Based on these quantitative insights, we propose a three-step optimization protocol: (1) hierarchical data selection combining quality metrics and task criteria, (2) CIC-driven domain mixture ratios prioritizing low-conflict expansions, a practically beneficial approach that allows for efficient model improvement by enhancing a target capability with minimal risk of degrading other expensively acquired abilities, and (3) phased training isolating domain specialization before general alignment. This framework enables effective balancing of multi-domain performance while maintaining model generalization.

Future work should extend this framework to larger-scale models and advanced reasoning paradigms. These extensions will further advance both theoretical understanding and practical deployment of instruction-tuned LLMs.

7. Limitations

While this study provides valuable insights into SFT optimization, there are a few limitations: Scope of Experimental Validation: Our study is intentionally designed as a deep-dive case study on the Qwen2.5 model series (3B and 7B). This focused approach allows for a controlled and systematic analysis, isolating the effects of data and training protocols from architectural variables.

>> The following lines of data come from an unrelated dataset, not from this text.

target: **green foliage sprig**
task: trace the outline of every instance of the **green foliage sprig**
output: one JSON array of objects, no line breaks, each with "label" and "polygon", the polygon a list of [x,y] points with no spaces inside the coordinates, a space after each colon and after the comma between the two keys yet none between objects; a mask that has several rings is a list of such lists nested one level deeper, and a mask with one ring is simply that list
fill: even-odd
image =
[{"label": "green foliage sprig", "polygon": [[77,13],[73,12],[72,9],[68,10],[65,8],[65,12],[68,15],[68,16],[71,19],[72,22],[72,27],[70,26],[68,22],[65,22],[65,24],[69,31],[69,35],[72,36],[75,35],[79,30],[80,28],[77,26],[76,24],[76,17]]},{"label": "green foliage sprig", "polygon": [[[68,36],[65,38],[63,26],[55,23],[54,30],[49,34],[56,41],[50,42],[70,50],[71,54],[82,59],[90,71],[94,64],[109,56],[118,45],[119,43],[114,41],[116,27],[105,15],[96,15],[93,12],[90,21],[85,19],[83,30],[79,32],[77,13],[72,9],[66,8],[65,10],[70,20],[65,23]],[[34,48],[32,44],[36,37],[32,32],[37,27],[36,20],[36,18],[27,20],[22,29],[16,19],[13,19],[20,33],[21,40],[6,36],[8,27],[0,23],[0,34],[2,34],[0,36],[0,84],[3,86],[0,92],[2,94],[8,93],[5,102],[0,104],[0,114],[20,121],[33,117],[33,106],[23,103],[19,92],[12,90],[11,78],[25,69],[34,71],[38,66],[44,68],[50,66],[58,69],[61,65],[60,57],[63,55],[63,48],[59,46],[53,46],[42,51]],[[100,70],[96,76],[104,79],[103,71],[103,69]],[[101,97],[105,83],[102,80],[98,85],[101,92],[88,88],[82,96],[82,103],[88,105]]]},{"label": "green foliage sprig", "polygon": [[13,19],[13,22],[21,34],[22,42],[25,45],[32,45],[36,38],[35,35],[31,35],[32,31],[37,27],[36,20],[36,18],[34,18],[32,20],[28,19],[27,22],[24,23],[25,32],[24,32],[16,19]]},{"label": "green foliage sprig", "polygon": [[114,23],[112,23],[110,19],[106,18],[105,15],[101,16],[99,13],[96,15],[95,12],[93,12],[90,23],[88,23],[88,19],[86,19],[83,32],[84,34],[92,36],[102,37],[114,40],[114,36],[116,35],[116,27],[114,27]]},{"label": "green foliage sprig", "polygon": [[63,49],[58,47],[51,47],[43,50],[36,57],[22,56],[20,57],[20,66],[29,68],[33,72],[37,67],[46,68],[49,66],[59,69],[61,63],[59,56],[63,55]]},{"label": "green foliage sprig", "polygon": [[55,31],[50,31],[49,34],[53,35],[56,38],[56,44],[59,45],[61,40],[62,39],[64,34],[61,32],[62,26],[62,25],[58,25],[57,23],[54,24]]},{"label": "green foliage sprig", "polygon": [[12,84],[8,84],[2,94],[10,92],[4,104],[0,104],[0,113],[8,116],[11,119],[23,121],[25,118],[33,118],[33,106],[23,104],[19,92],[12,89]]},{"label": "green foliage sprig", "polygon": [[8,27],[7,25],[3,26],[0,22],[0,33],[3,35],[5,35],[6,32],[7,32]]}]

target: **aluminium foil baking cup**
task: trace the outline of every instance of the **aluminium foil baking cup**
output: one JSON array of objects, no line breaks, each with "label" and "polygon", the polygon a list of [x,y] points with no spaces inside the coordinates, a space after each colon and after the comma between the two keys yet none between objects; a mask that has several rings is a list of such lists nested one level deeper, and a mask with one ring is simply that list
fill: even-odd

However, we acknowledge that while the observed principles—such as the competition between code and math, and the benefits of multi-stage training—are likely tied to fundamental properties of transformer-based architectures, and the specific quantitative results may vary across different model families and larger scales (e.g., 70B+). Future work should validate whether the identified trade-offs and optimal ratios generalize to a wider range of models. Selection Method Coverage: Although we analyzed three representative data selection approaches, emerging techniques like reinforcement learning-based selection and LLM self-curation were not included. The combination strategies (e.g., weighted averaging) represent initial explorations rather than exhaustive optimizations of multi-criteria integration. Granularity of Mixture Analysis: The fixed 10 K-step scaling intervals in our data mixture experiments, while yielding statistically significant Cross-Interaction Coefficient (CIC) values ($0.22$–$0.30$), may obscure fine-grained interaction dynamics. We posit that a higher-resolution analysis, such as with 1 K-step increments, is necessary to resolve non-linear phase transitions (e.g., performance cliffs or plateaus). Identifying such inflection points is critical for optimizing data mixture ratios to maximize synergistic effects and pinpoint the onset of competitive interference. Theoretical Depth of Mechanisms: Our proposed metrics, Conflict Rate (CR) and Cross-Impact Coefficient (CIC), are designed as practical, output-based tools and are empirically effective. However, they are not intended to replace more theoretically grounded analyses like gradient similarity measurement or loss landscape visualization. While our metrics offer high accessibility and computational efficiency, a deeper theoretical investigation correlating these black-box indicators with the underlying white-box dynamics of parameter updates would be a valuable direction for future work.

These limitations highlight opportunities for future research while not diminishing the practical value of our findings. The established framework provides a robust foundation for subsequent investigations into scalable SFT optimization.